Cádiz es una provincia afortunada. No se conformó con ser bañada por un mar y encargó aguas a un océano.
El Campo de Gibraltar es el punto de partida de un itinerario empapado por la luz, las olas y el agua salada. La comarca que dibuja el Peñón y la Bahía está protegida como espacio natural. Tierra adentro los bosques se multiplican.
El Parque Natural de los Alcornocales llega hasta sus orillas y aprisiona en sus límites pueblos de singular encanto como Jimena, Castellar de la Frontera y más al norte Alcalá de los Gazules, ya próxima a la ruta del toro bravo.

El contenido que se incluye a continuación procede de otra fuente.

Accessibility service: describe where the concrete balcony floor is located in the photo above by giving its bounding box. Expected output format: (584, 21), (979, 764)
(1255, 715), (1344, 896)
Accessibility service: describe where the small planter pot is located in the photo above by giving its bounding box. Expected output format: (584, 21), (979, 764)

De Algeciras parte la carretera que baja hasta Tarifa. Es serpenteante y telúrica. A un lado se alzan los primeros molinos de viento que se instalaron en España para aprovechar la fuerza de los vientos.
Las montañas que flanquean la punta más septentrional de Europa están tapizadas por una vegetación rastrera y almohadillada, arbustos y árboles de poca altura debido a la persistencia de los vientos que azotan el Estrecho a levante y poniente.
Puede que Tarifa sea una de las localidades más blancas de cuantas posee Cádiz. A sus casas, sus calles y sus plazas níveas se contrapone la aspereza parda del Castillo de Guzmán el Bueno que se alza frente al puerto, como testimonio de un pasado belicoso y amenazador entre ambas orillas.